Non è più calcio, è amministrazione del risultato. In Italia si gioca un campionato dove le regole – o per meglio dire l’applicazione delle stesse – cambiano con piglio schizofrenico. La Serie A è diventata la tenzone sportiva in cui il VAR non corregge ma indirizza, dove la discrezionalità è diventata legge. Altro che tecnologia: questo pallone è tornato al Medioevo, solo con più telecamere.

L’ultimo episodio controverso arriva da San Siro, teatro dell’ennesima decisione che insulta l’intelligenza di chi guarda. In Milan-Fiorentina, Marinelli viene richiamato al VAR per una manata veniale di Parisi su Gimenez. Un contatto minimo, quasi impercettibile, ingigantito dall’attaccante rossonero che sembra essere preso dagli spasmi epilettici dopo la carezza del calciatore gigliato. Un atto però sufficiente per assegnare un rigore e cambiare definitivamente il corso della partita che si avviava verso il pareggio. E così i Rossoneri si trovano primi in classifica, in solitaria. 
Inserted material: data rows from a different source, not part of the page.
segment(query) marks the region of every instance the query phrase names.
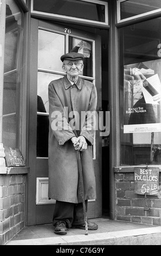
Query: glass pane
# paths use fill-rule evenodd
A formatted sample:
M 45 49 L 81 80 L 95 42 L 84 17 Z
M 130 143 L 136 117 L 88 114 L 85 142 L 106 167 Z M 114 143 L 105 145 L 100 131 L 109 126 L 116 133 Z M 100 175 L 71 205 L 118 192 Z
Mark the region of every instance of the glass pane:
M 43 72 L 38 72 L 38 95 L 41 97 L 42 100 L 44 111 L 41 110 L 41 108 L 38 106 L 38 111 L 40 112 L 48 113 L 48 87 L 49 83 L 52 80 L 60 78 L 63 76 L 55 75 L 49 73 L 45 73 Z
M 52 80 L 63 76 L 38 72 L 38 112 L 48 113 L 48 87 Z M 48 117 L 38 114 L 37 117 L 37 156 L 48 157 Z
M 69 36 L 69 51 L 79 52 L 84 56 L 83 76 L 92 77 L 92 43 L 90 41 Z
M 6 147 L 16 148 L 17 116 L 11 114 L 3 117 L 2 141 Z
M 5 34 L 4 73 L 16 69 L 17 29 Z
M 39 31 L 38 68 L 62 71 L 60 56 L 65 54 L 65 35 Z
M 105 22 L 104 5 L 79 0 L 34 0 L 33 10 L 95 21 Z
M 158 18 L 120 29 L 122 164 L 161 162 L 160 24 Z
M 4 76 L 3 115 L 16 112 L 16 72 Z
M 129 0 L 120 4 L 121 20 L 161 8 L 160 0 Z

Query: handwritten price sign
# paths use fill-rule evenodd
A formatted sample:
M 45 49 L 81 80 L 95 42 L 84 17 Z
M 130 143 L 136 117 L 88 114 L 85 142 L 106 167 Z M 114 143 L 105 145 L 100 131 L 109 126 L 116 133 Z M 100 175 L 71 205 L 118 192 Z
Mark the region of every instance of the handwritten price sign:
M 134 169 L 135 194 L 157 196 L 158 193 L 159 169 L 158 168 Z

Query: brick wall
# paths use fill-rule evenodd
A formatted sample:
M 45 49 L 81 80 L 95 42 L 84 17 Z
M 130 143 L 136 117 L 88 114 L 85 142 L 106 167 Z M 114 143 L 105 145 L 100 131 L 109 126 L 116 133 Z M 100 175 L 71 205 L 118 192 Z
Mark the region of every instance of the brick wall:
M 0 245 L 24 225 L 25 175 L 0 175 Z
M 149 211 L 145 211 L 145 196 L 134 193 L 134 173 L 115 173 L 115 220 L 161 225 L 161 199 L 147 196 Z M 159 185 L 161 173 L 159 174 Z

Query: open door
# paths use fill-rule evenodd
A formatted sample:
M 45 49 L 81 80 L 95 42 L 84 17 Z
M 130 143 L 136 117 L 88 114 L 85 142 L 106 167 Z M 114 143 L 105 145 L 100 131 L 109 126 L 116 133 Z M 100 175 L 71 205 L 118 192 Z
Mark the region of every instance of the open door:
M 99 35 L 65 25 L 32 19 L 27 224 L 52 222 L 55 201 L 48 198 L 48 86 L 65 75 L 60 56 L 72 51 L 85 56 L 81 77 L 94 83 L 98 94 L 97 109 L 101 107 L 101 49 Z M 93 147 L 97 199 L 89 202 L 88 217 L 102 216 L 101 137 L 96 131 Z

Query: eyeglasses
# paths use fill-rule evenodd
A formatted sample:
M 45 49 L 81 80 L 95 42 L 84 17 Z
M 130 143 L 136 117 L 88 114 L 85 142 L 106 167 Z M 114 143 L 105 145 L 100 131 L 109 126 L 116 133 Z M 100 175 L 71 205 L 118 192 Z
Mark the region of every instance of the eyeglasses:
M 67 65 L 67 66 L 70 66 L 70 67 L 72 66 L 73 64 L 75 64 L 75 66 L 78 66 L 80 65 L 82 65 L 83 63 L 80 63 L 80 62 L 77 62 L 75 63 L 68 62 L 67 63 L 64 63 L 64 65 Z

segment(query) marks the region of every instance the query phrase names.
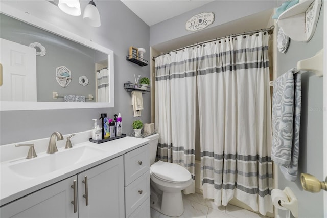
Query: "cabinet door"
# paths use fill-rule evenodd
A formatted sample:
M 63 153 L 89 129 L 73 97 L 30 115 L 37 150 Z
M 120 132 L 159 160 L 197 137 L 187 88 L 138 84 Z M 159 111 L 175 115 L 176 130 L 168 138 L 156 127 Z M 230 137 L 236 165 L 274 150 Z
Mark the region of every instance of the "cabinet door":
M 124 155 L 125 186 L 149 170 L 149 144 Z
M 123 164 L 121 156 L 78 175 L 79 218 L 125 216 Z
M 136 209 L 128 218 L 150 218 L 151 217 L 150 208 L 150 196 Z
M 74 212 L 75 176 L 5 205 L 0 208 L 2 218 L 77 218 Z M 77 211 L 76 211 L 77 212 Z

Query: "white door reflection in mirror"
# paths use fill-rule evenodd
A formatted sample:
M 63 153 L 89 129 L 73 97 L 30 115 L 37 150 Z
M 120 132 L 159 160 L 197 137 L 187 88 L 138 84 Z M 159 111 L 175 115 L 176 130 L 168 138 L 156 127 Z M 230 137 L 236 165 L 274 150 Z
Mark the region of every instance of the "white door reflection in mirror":
M 46 3 L 44 7 L 49 4 Z M 37 15 L 27 14 L 24 12 L 26 11 L 16 8 L 16 5 L 10 1 L 0 1 L 0 38 L 25 46 L 38 42 L 46 49 L 45 55 L 36 56 L 36 85 L 33 86 L 36 87 L 37 94 L 35 96 L 37 102 L 22 100 L 10 101 L 0 99 L 0 111 L 114 107 L 113 51 L 63 29 L 56 24 L 48 23 Z M 87 57 L 88 59 L 86 59 Z M 46 61 L 43 62 L 44 60 Z M 58 84 L 55 75 L 56 68 L 63 65 L 72 71 L 72 82 L 65 88 Z M 98 97 L 97 74 L 98 71 L 105 67 L 108 68 L 106 84 L 108 92 L 105 94 L 105 100 L 101 101 L 102 97 Z M 3 73 L 5 73 L 5 71 L 4 69 Z M 87 85 L 81 85 L 79 83 L 79 78 L 82 76 L 89 80 Z M 57 99 L 53 98 L 54 92 L 58 93 Z M 62 97 L 64 95 L 84 96 L 86 101 L 64 102 Z M 94 98 L 88 98 L 89 96 L 94 96 Z
M 2 101 L 36 101 L 35 49 L 0 38 Z

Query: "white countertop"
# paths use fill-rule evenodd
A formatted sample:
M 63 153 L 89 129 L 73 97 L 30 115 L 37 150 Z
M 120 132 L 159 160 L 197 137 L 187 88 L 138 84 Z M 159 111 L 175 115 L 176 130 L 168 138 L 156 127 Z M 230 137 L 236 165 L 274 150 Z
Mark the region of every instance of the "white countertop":
M 86 135 L 85 135 L 85 133 L 86 133 Z M 78 135 L 79 134 L 77 134 L 77 135 Z M 80 136 L 77 137 L 77 139 L 76 139 L 76 141 L 79 141 L 79 141 L 82 141 L 83 139 L 89 138 L 90 133 L 89 133 L 89 132 L 83 132 L 82 134 L 80 134 L 79 135 Z M 81 137 L 81 135 L 83 135 L 83 136 Z M 69 136 L 69 135 L 65 136 Z M 64 139 L 65 139 L 65 137 Z M 85 160 L 82 161 L 78 162 L 71 165 L 67 165 L 66 167 L 63 167 L 59 170 L 54 171 L 36 178 L 26 177 L 18 175 L 10 169 L 10 166 L 13 164 L 21 162 L 23 163 L 36 158 L 41 158 L 45 156 L 53 155 L 53 154 L 49 155 L 46 154 L 45 150 L 48 147 L 48 144 L 44 145 L 44 142 L 48 140 L 48 139 L 49 138 L 42 139 L 41 140 L 35 140 L 35 141 L 30 141 L 29 142 L 0 146 L 2 161 L 0 163 L 1 206 L 3 206 L 41 188 L 45 187 L 82 172 L 89 168 L 113 159 L 124 154 L 143 146 L 147 144 L 149 141 L 147 139 L 127 136 L 101 144 L 96 144 L 88 141 L 79 143 L 74 143 L 73 140 L 73 138 L 72 138 L 71 139 L 73 147 L 69 149 L 71 150 L 73 150 L 74 148 L 76 149 L 80 146 L 86 146 L 96 147 L 103 150 L 103 152 L 101 155 L 97 155 L 95 157 L 91 157 L 90 158 L 85 159 Z M 40 143 L 40 141 L 41 141 L 42 143 Z M 63 141 L 64 141 L 63 143 L 62 142 Z M 61 140 L 60 141 L 61 142 L 60 143 L 59 143 L 59 141 L 57 142 L 58 152 L 65 152 L 65 150 L 66 149 L 65 149 L 63 147 L 64 147 L 65 141 L 65 140 Z M 25 158 L 27 154 L 27 150 L 28 150 L 28 148 L 26 148 L 27 150 L 25 149 L 24 150 L 24 157 L 8 159 L 8 157 L 12 158 L 13 157 L 15 157 L 12 153 L 9 153 L 10 152 L 17 151 L 17 152 L 20 152 L 20 155 L 23 154 L 21 150 L 19 149 L 20 148 L 16 148 L 14 147 L 15 144 L 31 143 L 35 143 L 35 149 L 38 157 L 31 159 L 27 159 Z M 40 145 L 39 145 L 39 144 Z M 60 145 L 59 144 L 60 144 Z M 64 145 L 63 146 L 63 145 Z M 42 150 L 43 151 L 44 150 L 44 151 L 41 152 L 39 151 L 38 152 L 36 148 L 37 146 L 36 145 L 38 145 L 37 146 L 40 147 L 41 146 L 42 148 Z M 39 150 L 40 149 L 39 149 Z M 29 170 L 33 170 L 36 169 L 29 169 Z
Strano che in Milan-Napoli due manate ben più nette – una sul volto – e un fallo clamoroso su Scott McTominay non valsero nemmeno un check di una quintetto arbitrale che forse dormiva. O pilatescamente non interveniva. Allora si parlò di “contatti leggeri”, oggi episodi ben più marginali, improvvisamente, diventano rigori da fischiare. Rocchi cosa dirà stavolta? Che l’intensità è relativa? Che il protocollo si piega in base a elementi esogeni che vorremmo ci fossero esplicitati una volta e per tutte? 
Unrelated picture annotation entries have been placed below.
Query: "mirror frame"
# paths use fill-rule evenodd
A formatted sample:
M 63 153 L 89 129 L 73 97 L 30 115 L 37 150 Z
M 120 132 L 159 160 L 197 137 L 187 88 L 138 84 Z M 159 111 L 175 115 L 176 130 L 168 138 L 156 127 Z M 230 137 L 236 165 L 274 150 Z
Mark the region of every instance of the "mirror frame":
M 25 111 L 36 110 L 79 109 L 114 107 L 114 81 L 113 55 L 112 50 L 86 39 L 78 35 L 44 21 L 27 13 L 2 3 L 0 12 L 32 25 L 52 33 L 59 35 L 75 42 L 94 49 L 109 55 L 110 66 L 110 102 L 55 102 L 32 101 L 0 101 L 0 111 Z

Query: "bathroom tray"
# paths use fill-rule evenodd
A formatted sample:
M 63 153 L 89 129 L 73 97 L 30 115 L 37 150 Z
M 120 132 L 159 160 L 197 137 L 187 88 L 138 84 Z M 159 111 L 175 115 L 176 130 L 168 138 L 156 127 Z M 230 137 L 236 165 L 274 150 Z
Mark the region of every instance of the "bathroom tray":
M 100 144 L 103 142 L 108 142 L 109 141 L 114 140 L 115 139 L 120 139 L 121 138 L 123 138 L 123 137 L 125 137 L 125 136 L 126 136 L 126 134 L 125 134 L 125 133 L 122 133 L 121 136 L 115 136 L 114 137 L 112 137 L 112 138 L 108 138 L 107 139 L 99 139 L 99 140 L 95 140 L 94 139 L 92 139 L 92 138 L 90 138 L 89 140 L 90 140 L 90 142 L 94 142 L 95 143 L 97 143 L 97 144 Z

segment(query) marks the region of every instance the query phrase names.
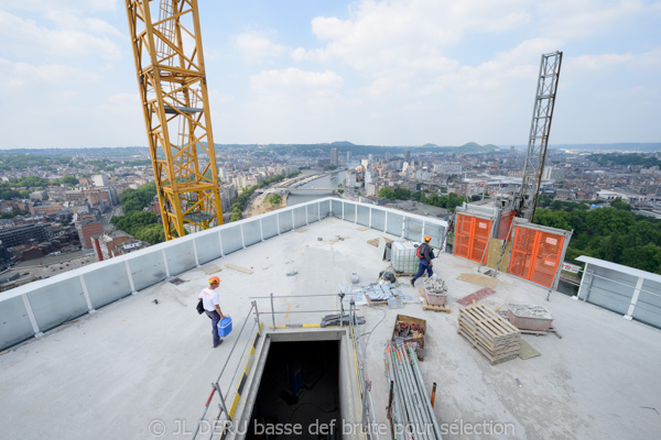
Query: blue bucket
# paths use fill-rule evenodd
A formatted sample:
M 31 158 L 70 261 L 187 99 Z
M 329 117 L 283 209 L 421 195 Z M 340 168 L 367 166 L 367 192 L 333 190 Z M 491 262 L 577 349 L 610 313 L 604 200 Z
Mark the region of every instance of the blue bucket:
M 225 317 L 218 322 L 218 334 L 220 338 L 225 338 L 229 333 L 231 333 L 231 318 Z

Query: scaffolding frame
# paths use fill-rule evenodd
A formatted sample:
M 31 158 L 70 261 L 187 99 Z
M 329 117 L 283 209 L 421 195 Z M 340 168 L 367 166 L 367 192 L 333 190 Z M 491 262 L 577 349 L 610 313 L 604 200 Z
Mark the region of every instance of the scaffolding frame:
M 223 224 L 223 210 L 197 0 L 151 3 L 126 0 L 126 8 L 163 230 L 172 240 Z
M 518 199 L 514 200 L 514 210 L 519 212 L 519 217 L 529 220 L 532 220 L 537 209 L 561 65 L 562 52 L 542 55 L 523 178 Z

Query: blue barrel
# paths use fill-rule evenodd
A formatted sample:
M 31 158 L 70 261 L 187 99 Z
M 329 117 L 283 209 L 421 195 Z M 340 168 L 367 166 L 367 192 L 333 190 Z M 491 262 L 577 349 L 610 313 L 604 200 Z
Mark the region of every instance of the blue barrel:
M 218 322 L 218 334 L 220 338 L 225 338 L 229 333 L 231 333 L 231 318 L 225 317 Z

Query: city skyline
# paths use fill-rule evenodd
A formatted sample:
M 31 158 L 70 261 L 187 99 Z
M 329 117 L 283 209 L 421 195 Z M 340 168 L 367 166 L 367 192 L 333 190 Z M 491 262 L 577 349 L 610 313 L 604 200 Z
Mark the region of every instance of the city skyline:
M 218 144 L 659 142 L 661 2 L 198 1 Z M 0 0 L 0 148 L 147 145 L 123 2 Z

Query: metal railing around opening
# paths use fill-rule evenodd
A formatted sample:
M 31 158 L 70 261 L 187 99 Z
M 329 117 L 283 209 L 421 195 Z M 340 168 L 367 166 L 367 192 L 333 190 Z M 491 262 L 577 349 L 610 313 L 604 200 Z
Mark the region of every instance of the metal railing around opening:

Il VAR rischia di trasformarsi in un'arma del potere

Perfino Luca Marelli, ex arbitro e oggi analista per DAZN, non ha potuto né voluto tacere: “Rigore Milan? Molto discutibile. C’è una mano appoggiata al volto, ma non una trattenuta perché è veramente leggerissima. A mio parere, se il rigore viene assegnato in campo si storce il naso ma lo si accetta, perché è una valutazione di campo. L’OFR è fuori dal protocollo. Abbiamo un episodio simile in Juve-Inter: Thuram tocca il volto di Bonny, ma lì il gol viene convalidato perché il contatto è stato giudicato lieve. Due episodi identici, due decisioni opposte. O si è sbagliato in Juve-Inter o si è sbagliato in Milan-Fiorentina. Per me si è sbagliato in Milan-Fiorentina”.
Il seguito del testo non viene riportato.